A variable set is a group of one or more variables. Variable sets are used to create summary tables, crosstabs, and can be accessed via code. A variable set has a structure, and this determines the characteristics of the table that is created (e.g., which statistics are shown, how statistical testing is performed).
Variable Sets are groups of 1 or more variables
The screenshot below shows the Data Sets tree when the Colas.sav file is added as a data set. Each of Age, Income, Gender, ..., d1= d2 (FILTER) are variable sets.


Variable sets can also be used in calculations. The easiest way to do this is to drag the variable set into your code.
Variable sets are used to create tables (and can be accessed via code)
Variable sets are the building block of tables. Any summary table is a table which is summarizing the data from a single variable set. A crosstab is a table that contains two or more variable sets.
Consequently, the key to creating tables is to create and modify variable sets.
Structure
A variable set has a structure, which determines how the variable set is used when creating tables (e.g., whether to show averages or percentages and how statistical tests are performed). When a variable set is selected, its structure is shown in the Structure field in the object inspector, on the right side of the screen. Sometimes a definition of the structure appears immediately to the right, as in the case below.
The structure of a variable set can be seen by the icon that is used to represent the variable set:
The structure of a variable set determines how it is analyzed when it is used to create a table. For example, a summary table of a Binary - Grid variable set (defined below), appears as a grid.
The structure of a variable set is made up of its measurement scale and its set type. Measurement scales refer to the properties of the data - is it text, binary, nominal, odinal, numeric, or date/time. Set type refers to whether there is a single variable, multiple variables, which can appear in multiple structures. Displayr supports 13 variable set structures.
Measurement scale
An individual variable has a measurement scale. Displayr recognizes the following measurement scales:
- Text. Typically this is used to store unstructured text data.
- Binary: There can only be two categories (e.g., Yes, No), or, two categories and missing values.
- Nominal: Two or more categories that are not in any natural order (e.g., Red, Green, Blue).

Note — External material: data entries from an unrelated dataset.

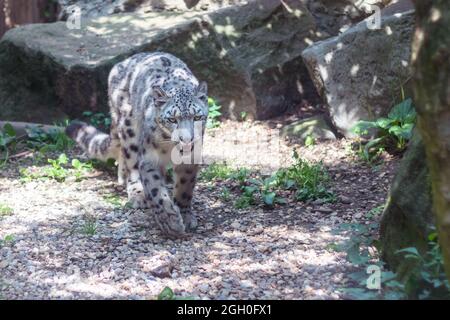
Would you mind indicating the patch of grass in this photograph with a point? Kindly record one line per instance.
(225, 194)
(89, 226)
(80, 168)
(427, 279)
(5, 210)
(168, 294)
(58, 170)
(393, 132)
(8, 141)
(213, 114)
(247, 198)
(98, 120)
(7, 240)
(309, 179)
(310, 141)
(48, 141)
(113, 200)
(216, 171)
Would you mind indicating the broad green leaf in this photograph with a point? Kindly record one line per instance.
(269, 198)
(9, 130)
(384, 123)
(363, 126)
(402, 111)
(62, 159)
(166, 294)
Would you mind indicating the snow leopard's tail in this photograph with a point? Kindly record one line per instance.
(95, 143)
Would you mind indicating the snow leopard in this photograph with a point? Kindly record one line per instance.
(158, 112)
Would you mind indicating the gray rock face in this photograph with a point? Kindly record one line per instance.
(407, 219)
(97, 8)
(249, 55)
(315, 127)
(359, 73)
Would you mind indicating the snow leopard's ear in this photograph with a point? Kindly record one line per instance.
(160, 96)
(202, 91)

- Ordinal: Two or more categories with an unambiguous ordering (e.g., Dislike, Ambivalent, Like).
- Numeric: Data where a number is stored, and the number has no associated label (e.g., 1.23, 1, 0).
- Date/Time.
Set type
There are numerous possible set types, but they broadly fall into four groups:
- Variables sets containing a single variable.
- Variable sets containing a set of variables with no order, or, a one-dimensional order.

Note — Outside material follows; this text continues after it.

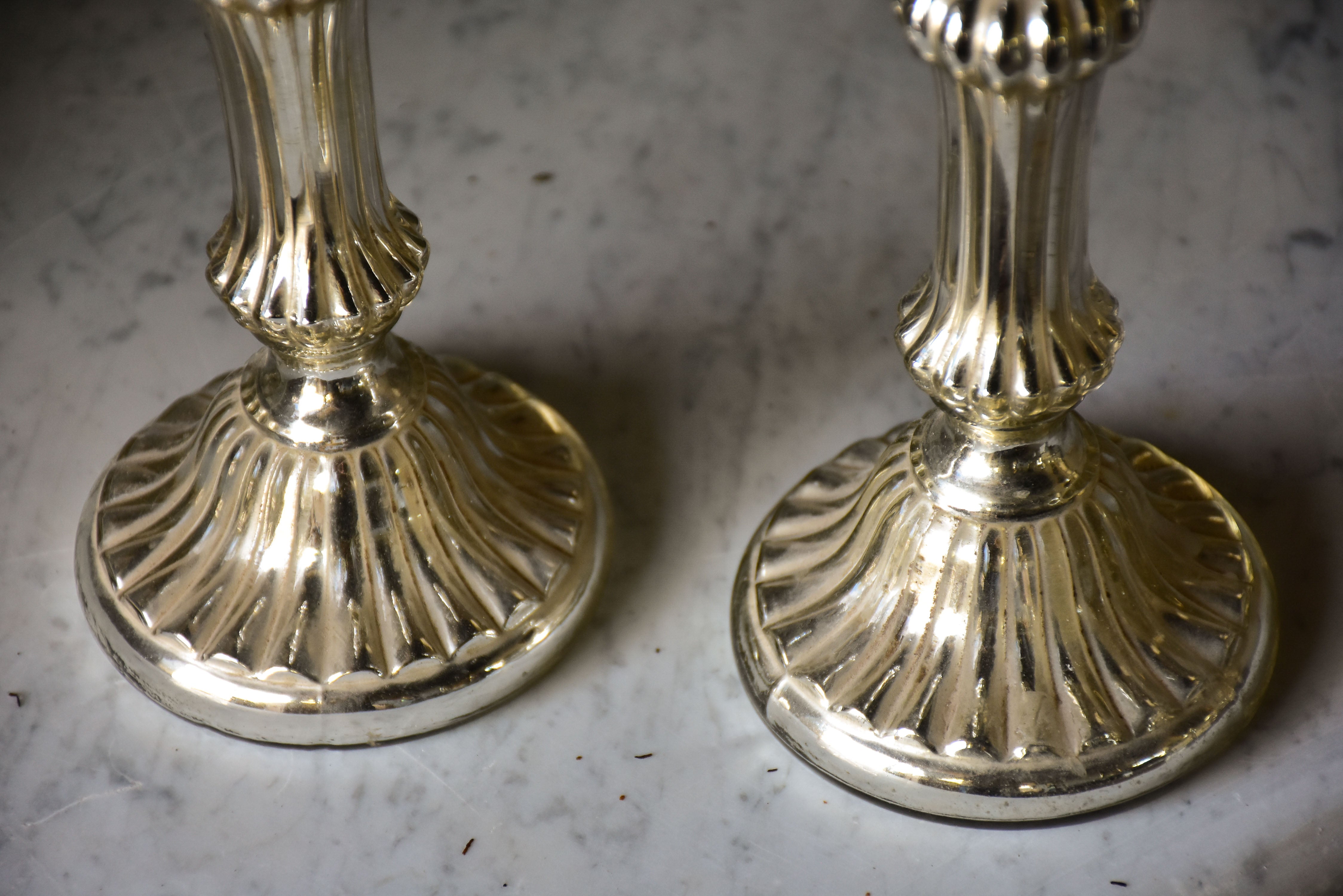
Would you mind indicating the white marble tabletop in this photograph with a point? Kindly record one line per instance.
(706, 287)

- Variables containing a set of variables that can be ordered in a two-dimensional order (grids). These are illustrated below.

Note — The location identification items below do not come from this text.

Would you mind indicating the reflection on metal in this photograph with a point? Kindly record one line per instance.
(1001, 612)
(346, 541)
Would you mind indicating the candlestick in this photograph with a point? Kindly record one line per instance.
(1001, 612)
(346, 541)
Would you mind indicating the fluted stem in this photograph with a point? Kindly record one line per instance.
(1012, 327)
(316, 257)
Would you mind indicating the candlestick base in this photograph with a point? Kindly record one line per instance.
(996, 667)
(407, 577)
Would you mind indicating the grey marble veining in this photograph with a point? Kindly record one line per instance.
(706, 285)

- Variable sets containing structural dependencies between the variables. These are illustrated below.
Displayr's 13 variable set structures
These are 13 variable set structures in Displayr along with an example of what each looks like in a table:
- Text.
For example: - Nominal.
For example: - Ordinal.
For example: - Numeric.
For example: - Date/Time.
For example: - Binary - Multi. Consider data that comes from a question that asks Which of these brands have you drunk in the past 7 days? Coke, Pepsi, Dr Pepper, None of these. The most convenient way of storing this data is as four binary variables, with one for each brand and one for None of these. In Displayr, this is stored as a Binary - Multi variable set.
For example: - Nominal - Multi. This is used for storing sets of related nominal variables. E.g., main food type consumed at breakfast, at lunch, at dinner, etc.
For example: - Ordinal - Multi. This is used for sets of ratings. E.g., satisfaction with KFC, McDonald's, etc.
For example: - Numeric - Multi. This is used for sets of related numeric variables. Q2a. How many times did you drink these brands in the past week? ___ Coca-Cola ___ Diet Coke ___ Coke Zero ___ Pepsi ___ Diet Pepsi ___ Pepsi Max
For example: - Binary - Multi (Compact). This is for data that is stored as Nominal - Multi, but needs to be interpreted as Binary - Multi.
For example: - Binary - Grid. This is for Binary - Multi data, where there is a clear two dimensional structure. For example, Which of these did you drink 'at home' in the past week? Coca-Cola, Diet Coke, Coke Zero, Pepsi, Diet Pepsi , Pepsi Max. And which of these did you drink 'out and about' in the past week? Coca-Cola, Diet Coke, Coke Zero, Pepsi, Diet Pepsi , Pepsi Max.
For example: - Numeric - Grid. This is for Numeric - Multi data, where there is a clear two dimensional structure. For example, How many times did you drink these brands 'at home' in the past week? ___ Coca-Cola ___ Diet Coke ___ Coke Zero ___ Pepsi ___ Diet Pepsi ___ Pepsi Max. And How many times did you drink these brands 'out and about' in the past week? ___ Coca-Cola ___ Diet Coke ___ Coke Zero ___ Pepsi ___ Diet Pepsi ___ Pepsi Max.
For example: - Ranking. This is used when each variable contains the ranking that a respondent has assigned to an object.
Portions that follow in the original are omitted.